No Tax on Tips & Overtime: How Much Will You Save?
Calculate your real take-home pay with the new OBBBA deductions for tips (up to $25,000) and overtime (up to $12,500). See your 2026 tax savings instantly.
How the No Tax on Tips and Overtime Deductions Work in 2026
The One Big Beautiful Bill Act (OBBBA), signed into law on July 4, 2025, created two new above-the-line deductions that reduce taxable income for millions of American workers. The tips deduction allows workers in traditionally tipped industries to deduct up to $25,000 in tip income per year. The overtime deduction allows workers to deduct up to $12,500 in overtime premium pay ($25,000 for married filing jointly).
These are deductions, not credits — they reduce your taxable income rather than directly reducing your tax bill. The actual savings depend on your marginal tax bracket. A worker in the 22% bracket who deducts $15,000 in tips saves $3,300 in federal tax. A worker in the 12% bracket saves $1,800 on the same deduction.
Both deductions phase out for individuals with adjusted gross income above $150,000 ($300,000 for married filing jointly). They are temporary provisions effective for tax years 2025 through 2028.

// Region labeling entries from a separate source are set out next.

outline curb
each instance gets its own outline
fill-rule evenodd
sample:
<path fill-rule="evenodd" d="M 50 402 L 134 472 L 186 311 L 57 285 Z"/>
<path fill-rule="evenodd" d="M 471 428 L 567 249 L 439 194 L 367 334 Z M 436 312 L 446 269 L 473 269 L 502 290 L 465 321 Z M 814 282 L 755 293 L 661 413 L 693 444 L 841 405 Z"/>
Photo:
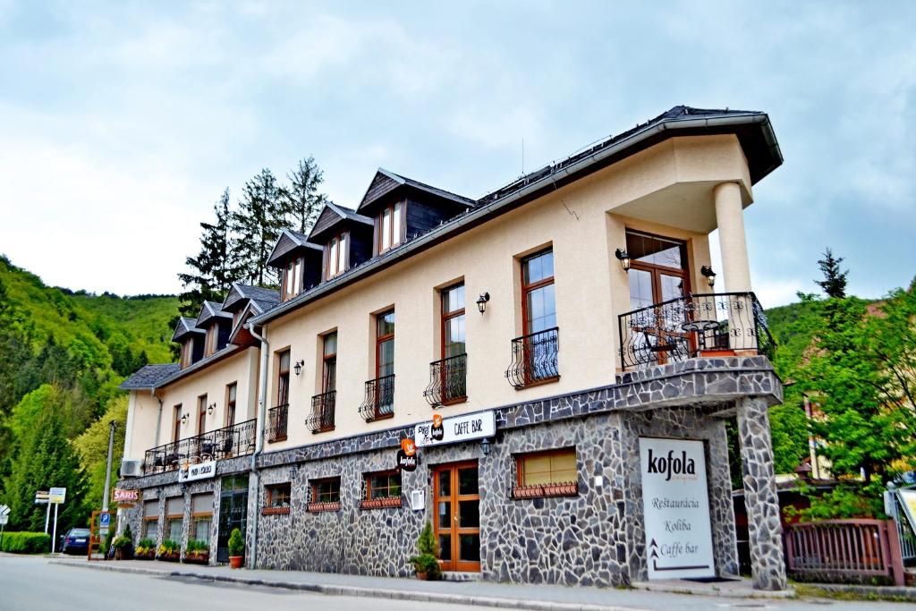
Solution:
<path fill-rule="evenodd" d="M 158 577 L 186 577 L 208 582 L 241 584 L 243 585 L 260 585 L 262 587 L 282 588 L 312 592 L 332 596 L 357 596 L 362 598 L 388 598 L 391 600 L 409 600 L 422 603 L 446 603 L 450 605 L 465 605 L 474 606 L 489 606 L 502 609 L 528 609 L 529 611 L 639 611 L 639 607 L 619 606 L 606 605 L 593 605 L 586 603 L 554 603 L 548 601 L 528 601 L 518 598 L 499 598 L 494 596 L 474 596 L 459 594 L 444 594 L 437 592 L 411 592 L 409 590 L 380 590 L 377 588 L 361 587 L 357 585 L 325 585 L 323 584 L 306 584 L 284 581 L 265 581 L 263 579 L 249 579 L 246 577 L 228 577 L 226 575 L 212 575 L 202 573 L 184 573 L 181 571 L 156 571 L 154 569 L 140 569 L 136 567 L 105 566 L 92 564 L 76 564 L 74 562 L 52 560 L 49 564 L 70 566 L 76 569 L 92 569 L 94 571 L 110 571 L 114 573 L 127 573 L 133 574 L 154 575 Z"/>

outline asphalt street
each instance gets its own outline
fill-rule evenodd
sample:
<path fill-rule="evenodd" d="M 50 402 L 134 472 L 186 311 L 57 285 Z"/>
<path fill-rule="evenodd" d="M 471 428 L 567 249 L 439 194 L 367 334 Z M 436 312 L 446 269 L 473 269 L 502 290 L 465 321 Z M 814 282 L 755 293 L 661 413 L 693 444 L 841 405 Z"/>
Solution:
<path fill-rule="evenodd" d="M 248 572 L 245 572 L 246 574 Z M 254 572 L 252 577 L 266 578 Z M 294 573 L 286 573 L 287 575 Z M 312 573 L 313 574 L 313 573 Z M 398 589 L 399 580 L 359 578 L 358 576 L 326 575 L 328 582 L 346 580 L 354 585 Z M 336 578 L 336 579 L 335 579 Z M 368 580 L 368 581 L 366 581 Z M 382 583 L 384 585 L 377 585 Z M 424 583 L 427 584 L 427 583 Z M 430 585 L 432 585 L 431 584 Z M 445 585 L 444 584 L 442 585 Z M 492 583 L 453 584 L 456 593 L 500 598 L 556 600 L 579 604 L 614 606 L 622 611 L 701 611 L 706 609 L 759 609 L 761 611 L 801 611 L 803 609 L 835 609 L 836 611 L 913 611 L 916 605 L 907 603 L 862 602 L 839 600 L 759 600 L 724 598 L 697 595 L 675 595 L 638 590 L 597 588 L 560 588 L 558 586 L 513 586 Z M 309 609 L 324 611 L 366 609 L 372 611 L 450 611 L 483 609 L 432 602 L 393 600 L 384 597 L 350 597 L 302 593 L 267 586 L 252 586 L 211 582 L 191 577 L 169 577 L 97 571 L 49 563 L 43 557 L 0 554 L 0 611 L 58 611 L 64 609 L 129 608 L 131 611 L 155 609 L 181 611 L 201 608 L 250 608 L 285 611 Z M 522 607 L 523 608 L 523 607 Z"/>

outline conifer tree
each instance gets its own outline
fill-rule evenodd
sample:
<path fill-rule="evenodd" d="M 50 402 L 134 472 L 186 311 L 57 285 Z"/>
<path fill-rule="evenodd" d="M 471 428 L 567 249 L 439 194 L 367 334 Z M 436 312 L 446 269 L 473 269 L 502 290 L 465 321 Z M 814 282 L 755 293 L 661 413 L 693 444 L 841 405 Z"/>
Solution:
<path fill-rule="evenodd" d="M 226 188 L 213 205 L 215 223 L 202 223 L 201 250 L 185 263 L 190 273 L 179 274 L 184 285 L 180 311 L 184 316 L 197 317 L 204 300 L 222 300 L 233 282 L 239 279 L 234 253 L 232 252 L 229 189 Z"/>
<path fill-rule="evenodd" d="M 277 273 L 267 267 L 267 256 L 286 227 L 280 188 L 265 168 L 245 183 L 238 210 L 232 213 L 233 252 L 241 277 L 258 286 L 277 283 Z"/>
<path fill-rule="evenodd" d="M 324 180 L 324 172 L 315 163 L 315 158 L 300 159 L 295 169 L 287 174 L 289 185 L 280 190 L 280 202 L 284 213 L 289 217 L 290 226 L 301 234 L 307 234 L 314 224 L 322 206 L 328 202 L 328 196 L 319 193 L 318 189 Z"/>

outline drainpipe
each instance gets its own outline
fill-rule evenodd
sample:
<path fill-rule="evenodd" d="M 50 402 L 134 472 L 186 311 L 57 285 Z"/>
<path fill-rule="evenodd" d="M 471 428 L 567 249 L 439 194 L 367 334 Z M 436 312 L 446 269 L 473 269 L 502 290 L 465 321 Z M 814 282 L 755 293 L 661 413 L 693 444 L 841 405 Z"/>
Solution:
<path fill-rule="evenodd" d="M 261 343 L 261 366 L 258 369 L 257 380 L 257 427 L 255 441 L 255 453 L 251 455 L 251 473 L 255 475 L 255 498 L 261 489 L 261 473 L 257 470 L 257 457 L 264 451 L 264 422 L 267 417 L 267 356 L 270 354 L 270 344 L 267 342 L 267 329 L 261 327 L 263 335 L 258 335 L 255 331 L 255 325 L 248 323 L 245 325 L 252 336 Z M 257 517 L 260 512 L 257 510 L 257 503 L 255 503 L 255 515 L 251 519 L 251 559 L 248 562 L 248 568 L 254 569 L 257 566 Z"/>

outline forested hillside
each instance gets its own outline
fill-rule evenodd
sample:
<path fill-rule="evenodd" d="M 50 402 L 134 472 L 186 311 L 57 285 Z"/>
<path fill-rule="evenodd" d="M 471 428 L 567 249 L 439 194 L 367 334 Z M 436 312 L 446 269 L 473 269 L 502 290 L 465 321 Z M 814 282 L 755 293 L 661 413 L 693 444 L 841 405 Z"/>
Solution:
<path fill-rule="evenodd" d="M 10 527 L 42 529 L 38 489 L 68 487 L 60 528 L 101 505 L 108 422 L 119 422 L 117 389 L 147 362 L 170 360 L 172 296 L 122 298 L 45 286 L 0 256 L 0 502 Z"/>

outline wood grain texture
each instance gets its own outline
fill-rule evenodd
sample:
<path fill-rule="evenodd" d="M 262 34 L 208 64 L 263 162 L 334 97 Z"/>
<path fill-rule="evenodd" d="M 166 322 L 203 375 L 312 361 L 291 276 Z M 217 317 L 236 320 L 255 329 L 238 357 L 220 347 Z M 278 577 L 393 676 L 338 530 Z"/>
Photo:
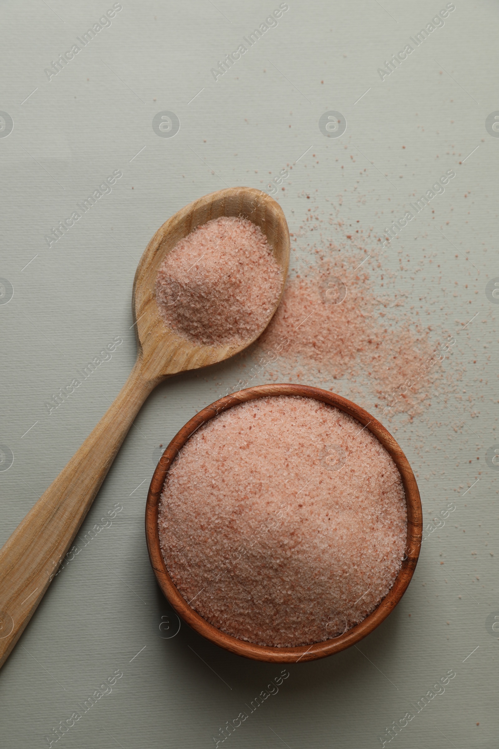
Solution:
<path fill-rule="evenodd" d="M 186 206 L 156 231 L 133 284 L 138 353 L 132 373 L 107 413 L 0 550 L 0 666 L 35 611 L 150 392 L 171 374 L 237 354 L 262 332 L 239 347 L 197 347 L 169 330 L 160 317 L 155 298 L 158 267 L 179 240 L 221 216 L 240 216 L 260 227 L 283 271 L 282 296 L 290 235 L 281 206 L 266 193 L 249 187 L 213 192 Z"/>
<path fill-rule="evenodd" d="M 395 578 L 392 588 L 374 611 L 360 624 L 352 627 L 352 629 L 340 637 L 322 643 L 316 643 L 310 646 L 304 645 L 293 648 L 266 647 L 238 640 L 209 624 L 189 605 L 174 585 L 166 568 L 159 545 L 158 512 L 161 493 L 170 466 L 179 450 L 182 449 L 191 434 L 198 427 L 209 421 L 210 419 L 215 418 L 217 414 L 245 401 L 264 398 L 268 395 L 303 395 L 314 398 L 331 406 L 335 406 L 353 416 L 361 424 L 367 426 L 367 428 L 379 440 L 391 455 L 400 473 L 405 491 L 407 506 L 406 558 L 402 562 L 400 571 Z M 238 655 L 243 655 L 255 661 L 295 663 L 313 661 L 326 655 L 331 655 L 333 653 L 340 652 L 345 648 L 350 647 L 362 640 L 386 619 L 405 592 L 415 569 L 421 547 L 423 514 L 417 484 L 408 461 L 399 445 L 390 432 L 374 416 L 346 398 L 329 392 L 328 390 L 309 387 L 305 385 L 260 385 L 241 390 L 233 395 L 226 395 L 203 408 L 203 410 L 193 416 L 174 437 L 165 450 L 153 476 L 147 494 L 145 527 L 149 557 L 159 586 L 171 605 L 187 624 L 212 643 Z"/>

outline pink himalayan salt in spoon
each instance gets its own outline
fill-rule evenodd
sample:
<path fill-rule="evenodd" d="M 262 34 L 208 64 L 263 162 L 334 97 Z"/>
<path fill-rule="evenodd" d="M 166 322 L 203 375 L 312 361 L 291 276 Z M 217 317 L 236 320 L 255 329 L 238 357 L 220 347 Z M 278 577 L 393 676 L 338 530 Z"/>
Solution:
<path fill-rule="evenodd" d="M 240 346 L 263 330 L 283 274 L 266 237 L 248 219 L 198 226 L 167 255 L 156 296 L 170 330 L 197 345 Z"/>
<path fill-rule="evenodd" d="M 391 587 L 406 538 L 400 475 L 355 419 L 270 396 L 202 426 L 167 474 L 162 552 L 224 632 L 292 647 L 341 634 Z"/>

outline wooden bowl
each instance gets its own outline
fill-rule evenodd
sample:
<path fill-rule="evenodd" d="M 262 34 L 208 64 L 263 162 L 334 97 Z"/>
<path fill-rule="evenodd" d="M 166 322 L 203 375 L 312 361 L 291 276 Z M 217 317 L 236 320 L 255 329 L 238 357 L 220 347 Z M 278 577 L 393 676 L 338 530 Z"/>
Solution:
<path fill-rule="evenodd" d="M 213 419 L 217 414 L 245 401 L 265 398 L 268 395 L 302 395 L 305 398 L 314 398 L 317 401 L 335 406 L 340 410 L 353 416 L 361 424 L 368 425 L 369 431 L 393 458 L 402 476 L 405 491 L 407 505 L 405 559 L 402 562 L 400 571 L 395 578 L 393 586 L 374 611 L 360 624 L 355 625 L 344 634 L 322 643 L 314 643 L 310 646 L 302 645 L 287 648 L 255 645 L 254 643 L 238 640 L 230 634 L 226 634 L 209 624 L 189 605 L 174 584 L 166 568 L 159 546 L 158 530 L 159 500 L 166 475 L 178 451 L 198 427 Z M 272 663 L 293 663 L 324 658 L 325 655 L 331 655 L 355 645 L 372 632 L 386 619 L 405 592 L 417 562 L 423 533 L 423 515 L 417 484 L 405 455 L 391 434 L 374 416 L 370 416 L 351 401 L 334 392 L 305 385 L 259 385 L 250 387 L 232 395 L 226 395 L 196 413 L 174 437 L 156 466 L 147 494 L 145 521 L 147 549 L 153 569 L 159 587 L 179 616 L 181 616 L 197 632 L 216 645 L 238 655 Z"/>

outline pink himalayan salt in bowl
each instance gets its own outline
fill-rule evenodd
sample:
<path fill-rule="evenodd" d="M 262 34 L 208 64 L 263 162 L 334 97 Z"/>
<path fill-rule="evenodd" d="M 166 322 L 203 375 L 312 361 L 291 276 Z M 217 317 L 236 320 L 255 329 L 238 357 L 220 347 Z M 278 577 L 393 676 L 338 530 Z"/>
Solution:
<path fill-rule="evenodd" d="M 272 395 L 296 390 L 312 397 Z M 315 388 L 261 386 L 215 406 L 190 438 L 195 417 L 172 440 L 166 464 L 175 444 L 180 452 L 150 489 L 148 545 L 167 597 L 202 634 L 251 658 L 276 660 L 281 649 L 296 660 L 308 648 L 309 660 L 353 644 L 388 615 L 417 559 L 420 503 L 403 453 L 362 409 Z M 398 449 L 403 479 L 375 431 Z M 405 485 L 415 545 L 406 554 Z"/>
<path fill-rule="evenodd" d="M 196 345 L 240 346 L 266 327 L 282 270 L 260 226 L 221 216 L 180 240 L 158 270 L 166 325 Z"/>

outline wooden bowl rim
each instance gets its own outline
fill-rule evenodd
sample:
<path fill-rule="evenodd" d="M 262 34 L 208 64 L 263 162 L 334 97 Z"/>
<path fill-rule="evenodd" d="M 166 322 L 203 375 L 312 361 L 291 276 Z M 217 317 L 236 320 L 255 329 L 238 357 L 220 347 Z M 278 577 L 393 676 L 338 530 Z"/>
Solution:
<path fill-rule="evenodd" d="M 168 471 L 180 449 L 203 424 L 218 413 L 240 403 L 269 395 L 301 395 L 334 406 L 353 416 L 381 442 L 393 458 L 402 477 L 407 506 L 405 559 L 394 584 L 376 608 L 359 624 L 339 637 L 314 643 L 310 646 L 277 647 L 256 645 L 238 640 L 217 629 L 192 608 L 174 585 L 166 568 L 159 545 L 158 512 L 161 493 Z M 313 661 L 340 652 L 355 645 L 383 622 L 397 604 L 416 568 L 421 547 L 423 514 L 416 479 L 402 449 L 390 432 L 374 416 L 352 401 L 321 388 L 307 385 L 272 384 L 246 388 L 215 401 L 190 419 L 177 432 L 165 450 L 156 466 L 147 493 L 145 513 L 146 540 L 151 565 L 166 599 L 182 619 L 200 634 L 216 645 L 245 658 L 272 663 Z"/>

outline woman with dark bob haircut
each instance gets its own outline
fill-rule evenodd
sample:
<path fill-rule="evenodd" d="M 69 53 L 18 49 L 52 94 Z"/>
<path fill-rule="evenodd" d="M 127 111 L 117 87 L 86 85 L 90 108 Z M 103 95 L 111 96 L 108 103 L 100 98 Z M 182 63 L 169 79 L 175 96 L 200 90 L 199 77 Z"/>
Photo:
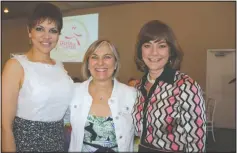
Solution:
<path fill-rule="evenodd" d="M 138 34 L 135 61 L 145 75 L 136 84 L 133 123 L 139 152 L 204 152 L 205 102 L 199 84 L 179 71 L 182 52 L 172 29 L 159 20 Z"/>
<path fill-rule="evenodd" d="M 50 58 L 62 29 L 62 13 L 51 3 L 36 6 L 28 21 L 31 47 L 9 59 L 2 73 L 3 152 L 63 152 L 63 117 L 73 81 Z"/>

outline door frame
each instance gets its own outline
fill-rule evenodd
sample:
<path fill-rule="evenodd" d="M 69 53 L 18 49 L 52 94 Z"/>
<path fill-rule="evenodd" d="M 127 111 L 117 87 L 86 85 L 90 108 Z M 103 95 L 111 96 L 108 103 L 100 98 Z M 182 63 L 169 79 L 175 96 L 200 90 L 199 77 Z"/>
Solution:
<path fill-rule="evenodd" d="M 206 96 L 209 95 L 208 90 L 209 90 L 209 86 L 208 86 L 208 57 L 212 54 L 212 53 L 224 53 L 224 54 L 228 54 L 228 53 L 232 53 L 232 52 L 236 52 L 236 49 L 207 49 L 207 59 L 206 59 L 206 89 L 204 94 Z M 235 72 L 236 73 L 236 72 Z"/>

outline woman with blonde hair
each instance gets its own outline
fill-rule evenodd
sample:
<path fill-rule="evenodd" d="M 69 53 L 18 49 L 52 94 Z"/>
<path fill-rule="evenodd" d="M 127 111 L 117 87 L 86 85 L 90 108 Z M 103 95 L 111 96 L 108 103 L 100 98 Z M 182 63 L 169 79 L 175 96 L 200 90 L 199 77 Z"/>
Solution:
<path fill-rule="evenodd" d="M 131 111 L 136 90 L 120 83 L 119 53 L 108 40 L 97 40 L 85 53 L 84 82 L 75 85 L 70 106 L 70 152 L 132 152 Z"/>

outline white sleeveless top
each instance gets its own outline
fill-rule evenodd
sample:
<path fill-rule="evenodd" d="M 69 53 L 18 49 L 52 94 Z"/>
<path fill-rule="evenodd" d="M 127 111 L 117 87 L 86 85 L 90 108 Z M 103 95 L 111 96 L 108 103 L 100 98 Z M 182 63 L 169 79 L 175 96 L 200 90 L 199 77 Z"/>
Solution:
<path fill-rule="evenodd" d="M 63 64 L 31 62 L 26 55 L 14 55 L 24 69 L 16 116 L 32 121 L 58 121 L 71 102 L 73 81 Z"/>

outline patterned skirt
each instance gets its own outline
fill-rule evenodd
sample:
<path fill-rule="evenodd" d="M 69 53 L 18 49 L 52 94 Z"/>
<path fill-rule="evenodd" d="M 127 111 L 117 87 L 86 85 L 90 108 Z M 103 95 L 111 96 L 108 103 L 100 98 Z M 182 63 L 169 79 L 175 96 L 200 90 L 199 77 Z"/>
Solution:
<path fill-rule="evenodd" d="M 17 152 L 63 152 L 63 120 L 40 122 L 16 117 L 13 134 Z"/>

Who Qualifies for the Tips Deduction?
The tips deduction applies to workers in traditionally and customarily tipped occupations. This includes restaurant servers, bartenders, hairdressers, valets, hotel staff, delivery drivers, and similar positions. The IRS has issued guidance clarifying that tips must be reported to your employer and on your tax return — the deduction does not eliminate the reporting requirement, only the tax liability on that income.
Important limitations: tips and overtime pay cannot be "double counted." If overtime hours also generate tips, you must allocate the income to one deduction or the other. Independent contractors who receive tips through gig apps may also qualify, but the rules are more complex — consult a tax professional for 1099 situations.
Who Qualifies for the Overtime Deduction?
The overtime deduction applies to the premium portion of overtime pay — the extra half in "time and a half." If your regular rate is $20/hour and you earn $30/hour for overtime, only the $10 premium per overtime hour qualifies for the deduction, not the base $20. The deduction is capped at $12,500 for single filers and $25,000 for joint filers.
Only overtime required under the Fair Labor Standards Act (FLSA) qualifies — hours worked beyond 40 in a workweek. State-specific daily overtime rules or contractual overtime pay arrangements generally do not qualify. Your employer must report qualifying overtime compensation on your W-2 for you to claim the deduction.
Real-World Examples
Restaurant server earning $28,000 in wages + $18,000 in tips = $46,000 total. Standard deduction: $16,100. Tips deduction: $18,000. Old taxable income: $29,900. New taxable income: $11,900. Federal tax savings: approximately $1,990 per year ($166/month extra take-home).
Manufacturing worker earning $52,000 base + $10,000 overtime premium = $62,000 total. Overtime deduction: $10,000. Federal tax savings: approximately $2,200 per year at the 22% bracket. Combined with a working spouse who earns tips, a family could save $4,000-5,000 annually.
State Tax Implications
The OBBBA deductions are federal only. As of 2026, more than 20 states have introduced legislation addressing state-level treatment of tips and overtime. Some states that automatically conform to federal tax law have adopted the deductions. Others have decoupled and still tax tips and overtime at the state level. Check your state's current rules — the savings calculated here are federal only.
The IRS confirmed that the No Tax on Tips deduction is claimed on the new Schedule 1-A, not the standard Schedule A. This means it reduces your adjusted gross income (above-the-line deduction), benefiting you even if you take the standard deduction rather than itemizing.